三節「権謀術数このように」



 山小屋にを訪ねてきたその男は酷い有様だった。
 全身の打撲はもちろんのこと、特にひどいのは顔の傷である。何を思えば、何のためであるならここまで周到に痛めつけることができるのだろうと私には不思議でならなかった。
 それでもその男は足のふらつく男に肩を貸し、自身はしっかりとした足取りでここまでたどり着いたらしい。目に見える怪我だけならもっと軽傷であるはずの都丹さんのほうがよっぽどぐったりとした様子で床へへとなだれ込んでいた。

「まずは手当てが必要だな……ゆき」
「はい」

 満身創痍の男、有古力松から数枚の刺青人皮を受け取った土方さんが私に声をかける。そうなるだろう、と予想していた私は準備していた応急処置の道具を手に有古という男の傍へと膝をついた。

「! お前は……よく、あん摩に着いてきていた、」
「はい、お父さん≠ェよくお世話になりまして」
「おい、その呼び方もうやめろ」

 偵察時の設定を持ち出して笑えば隣で聞いていたらしい都丹さんから苦言が漏れる。この扱いは私としても不服ではあったが、自分よりも嫌がっている人間を見ると少しばかりは面白くも感じるものだなと私は少しだけ気分を良くした。

「都丹さんは怪我はないですか?」
「あぁ、疲れただけだ……眠れば治る」
「わかりました。じゃあ、ええと……有古、さん? 傷を見せてください」

 よろよろと寝床へ歩いていく「元」お父さんの背中を見送って、私は改めて傷だらけの男へと向き直る。よく見てもやはり重症としか思えない怪我の多さに、私は思わずため息を吐く。

「……すごく痛そうです、大丈夫ですか?」
「あ、ああ」
「この、大きい傷跡、きっと治ったばっかりだったんですよね? かわいそう……」

 年相応の女の子のように、血や争いを嫌煙する無垢な少女のように眉尻を下げる私を、彼は怪訝そうな瞳でじっと見つめていた。それはそうだろう、私が彼と同じ立場だったとしても同じような反応をする。「土方歳三にここまで付いて来ている時点でこの女も同じ穴の狢なのだろう」と判断する。

「ゆき、と呼ばれていたな」
「はい」
「……聞いても構わないか」

 ふと、彼が痛むであろう口を開く。何をです? と聞き返せば言い淀むように息を呑み、周囲を警戒するように小さく声を落とした。

「その……なぜ、土方歳三についてきているのか」

 やはり金塊か? という問いかけについつい不貞腐れそうになる自分を押し込めて、私は至極冷静な風に「違いますよ」と答える。

「要らないですよ、お金なんて」
「なら何故こんなに危険なことに」
「それは、だって――私、土方さんが好きだから」
「は…………」

 淀みなく言い切った私に彼は困惑の表情を見せる。そうして私の言葉の意味を咀嚼したのかしばし沈黙した後に、少し慌てたように視線を彷徨わせた。
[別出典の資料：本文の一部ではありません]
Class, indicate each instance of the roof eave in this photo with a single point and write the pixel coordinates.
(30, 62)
「そ、それは――………………いや、そう、か…………」

 納得とは違うが理解はしたのだろう、何故か彼を好きだと宣言した私よりも顔を赤くして、ううん、と何かを考え黙り込んでしまった。多分、嘘の吐けない人なんだろうと、思う。
 ならば。

「じゃあ私も聞いていいですか?」

 話題が変わったことに安心? したのか、彼は俯いていた顔を上げ「ああ」と頷いた。私は先ほどから変わらぬ笑顔を貼り付けたまま、彼にこう尋ねる。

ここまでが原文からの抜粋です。